Enterococci, leading causes of nosocomial bacteremia, surgical wound infection, and urinary tract infection, are becoming resistant to many and sometimes all standard therapies. New rapid surveillance methods are highlighting the importance of examining enterococcal isolates at the species level. Most enterococcal infections are caused by Enterococcus faecalis, which are more likely to express traits related to overt virulence but--for the moment--also more likely to retain sensitivity to at least one effective antibiotic. The remaining infections are mostly caused by E. faecium, a species virtually devoid of known overt pathogenic traits but more likely to be resistant to even antibiotics of last resort.
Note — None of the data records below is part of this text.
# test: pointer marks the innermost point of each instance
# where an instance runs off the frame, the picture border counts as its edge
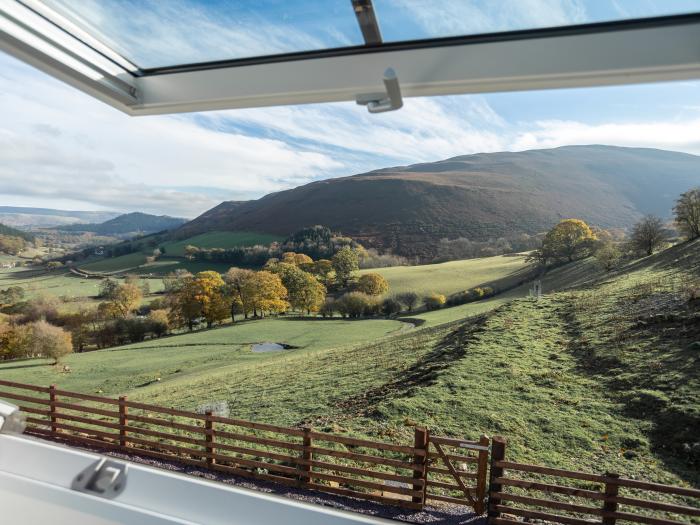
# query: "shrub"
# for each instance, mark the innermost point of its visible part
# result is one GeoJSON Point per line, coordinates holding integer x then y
{"type": "Point", "coordinates": [329, 307]}
{"type": "Point", "coordinates": [158, 322]}
{"type": "Point", "coordinates": [372, 284]}
{"type": "Point", "coordinates": [434, 301]}
{"type": "Point", "coordinates": [390, 306]}
{"type": "Point", "coordinates": [46, 340]}
{"type": "Point", "coordinates": [408, 299]}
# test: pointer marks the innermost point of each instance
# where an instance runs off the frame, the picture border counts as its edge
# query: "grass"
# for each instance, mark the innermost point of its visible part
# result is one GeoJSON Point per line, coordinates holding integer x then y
{"type": "Point", "coordinates": [601, 375]}
{"type": "Point", "coordinates": [59, 283]}
{"type": "Point", "coordinates": [173, 258]}
{"type": "Point", "coordinates": [454, 276]}
{"type": "Point", "coordinates": [116, 264]}
{"type": "Point", "coordinates": [195, 357]}
{"type": "Point", "coordinates": [220, 240]}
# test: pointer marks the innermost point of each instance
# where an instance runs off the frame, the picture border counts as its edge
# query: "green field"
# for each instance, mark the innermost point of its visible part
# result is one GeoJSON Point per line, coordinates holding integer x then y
{"type": "Point", "coordinates": [173, 258]}
{"type": "Point", "coordinates": [220, 240]}
{"type": "Point", "coordinates": [196, 358]}
{"type": "Point", "coordinates": [454, 276]}
{"type": "Point", "coordinates": [59, 283]}
{"type": "Point", "coordinates": [116, 264]}
{"type": "Point", "coordinates": [600, 374]}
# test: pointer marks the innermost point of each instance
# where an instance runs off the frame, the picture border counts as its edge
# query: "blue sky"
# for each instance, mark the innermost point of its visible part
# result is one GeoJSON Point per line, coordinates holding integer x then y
{"type": "Point", "coordinates": [60, 148]}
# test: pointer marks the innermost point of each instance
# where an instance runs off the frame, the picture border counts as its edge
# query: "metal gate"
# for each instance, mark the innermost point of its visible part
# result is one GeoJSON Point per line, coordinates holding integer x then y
{"type": "Point", "coordinates": [456, 471]}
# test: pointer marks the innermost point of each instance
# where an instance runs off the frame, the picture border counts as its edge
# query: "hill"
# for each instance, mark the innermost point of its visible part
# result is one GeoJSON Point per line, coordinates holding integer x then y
{"type": "Point", "coordinates": [487, 195]}
{"type": "Point", "coordinates": [8, 231]}
{"type": "Point", "coordinates": [129, 223]}
{"type": "Point", "coordinates": [25, 217]}
{"type": "Point", "coordinates": [600, 376]}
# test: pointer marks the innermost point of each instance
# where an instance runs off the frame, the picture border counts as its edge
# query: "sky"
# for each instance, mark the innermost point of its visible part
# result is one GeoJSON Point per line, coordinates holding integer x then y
{"type": "Point", "coordinates": [60, 148]}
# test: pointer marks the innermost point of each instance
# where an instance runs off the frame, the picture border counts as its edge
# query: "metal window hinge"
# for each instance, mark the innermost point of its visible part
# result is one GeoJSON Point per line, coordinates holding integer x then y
{"type": "Point", "coordinates": [105, 478]}
{"type": "Point", "coordinates": [380, 102]}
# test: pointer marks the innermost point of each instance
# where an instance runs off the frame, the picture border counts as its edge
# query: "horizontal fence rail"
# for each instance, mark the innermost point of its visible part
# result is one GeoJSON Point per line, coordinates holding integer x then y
{"type": "Point", "coordinates": [433, 469]}
{"type": "Point", "coordinates": [521, 492]}
{"type": "Point", "coordinates": [371, 470]}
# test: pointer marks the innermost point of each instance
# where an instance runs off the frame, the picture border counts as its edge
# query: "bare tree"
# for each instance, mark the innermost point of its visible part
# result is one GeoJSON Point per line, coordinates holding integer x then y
{"type": "Point", "coordinates": [648, 234]}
Effective control of multiple-drug resistant enterococci will require 1) better understanding of the interaction between enterococci, the hospital environment, and humans, 2) prudent antibiotic use, 3) better contact isolation in hospitals and other patient care environments, and 4) improved surveillance. Equally important is renewed vigor in the search for additional drugs, accompanied by the evolution of new therapeutic paradigms less vulnerable to the cycle of drug introduction and drug resistance.